Laurence Broderick, ARBS, FRSA, is a British sculptor. His best known work is The Bull, a public sculpture in Birmingham, erected in 2003. His work consists largely of direct carvings in stone and editions in bronze, mostly figurative, wildlife and the female form. He is predominantly a stone carver, working with many types of stone including Ledmore, Portsoy and Purbeck Marbles, Alabaster, Polyphant Soapstone, Hopton Wood and Ancaster Limestone. He also models in clay, plasticine, plaster and wax for casting into bronze.
Laurence Broderick was born in Bristol, in the west of England in 1935, and attended Bembridge School on the Isle of Wight. He studied painting, illustration and sculpture under Ray Millard and Geoffrey Deeley at the Regent Street Polytechnic from 1952–1957 and Sidney Harpley and Keith Godwin at the Hammersmith School of Art from 1964–1965.

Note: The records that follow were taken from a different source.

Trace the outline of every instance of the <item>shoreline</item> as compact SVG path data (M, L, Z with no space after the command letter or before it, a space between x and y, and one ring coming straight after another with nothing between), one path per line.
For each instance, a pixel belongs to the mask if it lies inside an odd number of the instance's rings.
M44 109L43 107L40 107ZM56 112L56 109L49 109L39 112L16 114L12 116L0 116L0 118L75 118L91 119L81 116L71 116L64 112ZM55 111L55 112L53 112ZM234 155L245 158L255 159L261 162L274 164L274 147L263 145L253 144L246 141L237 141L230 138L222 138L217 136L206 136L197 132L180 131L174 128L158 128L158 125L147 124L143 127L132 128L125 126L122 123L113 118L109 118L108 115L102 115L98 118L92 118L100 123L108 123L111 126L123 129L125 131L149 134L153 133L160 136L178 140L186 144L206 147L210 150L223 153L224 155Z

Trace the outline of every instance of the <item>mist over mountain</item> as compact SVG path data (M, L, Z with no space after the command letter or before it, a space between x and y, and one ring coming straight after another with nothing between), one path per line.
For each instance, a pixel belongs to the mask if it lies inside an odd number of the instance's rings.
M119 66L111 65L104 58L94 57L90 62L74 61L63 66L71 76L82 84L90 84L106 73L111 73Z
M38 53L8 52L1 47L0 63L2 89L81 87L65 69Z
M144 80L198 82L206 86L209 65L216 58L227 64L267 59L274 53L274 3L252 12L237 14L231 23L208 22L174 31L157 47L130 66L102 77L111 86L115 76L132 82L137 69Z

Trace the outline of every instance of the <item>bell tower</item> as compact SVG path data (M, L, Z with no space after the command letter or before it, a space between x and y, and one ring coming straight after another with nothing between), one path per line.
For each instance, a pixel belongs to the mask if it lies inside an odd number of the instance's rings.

Laurence Broderick began his artistic career as an historical and educational illustrator and painter. He taught Art at the Haberdashers' Aske's School in Elstree from 1959 and was Director of Art from 1965–1981. He continued working as a freelance artist and sculptor throughout this period and became a full-time sculptor in 1981. He is joint president of the International Otter Survival Fund, a charity dedicated to the conservation, protection and care of otters in the UK and around the world. He divides his time between studios on the Isle of Skye, in the Scottish Highlands and Cambridge, England. He is an Associate of the Royal British Society of Sculptors and a Fellow of the Royal Society of the Arts.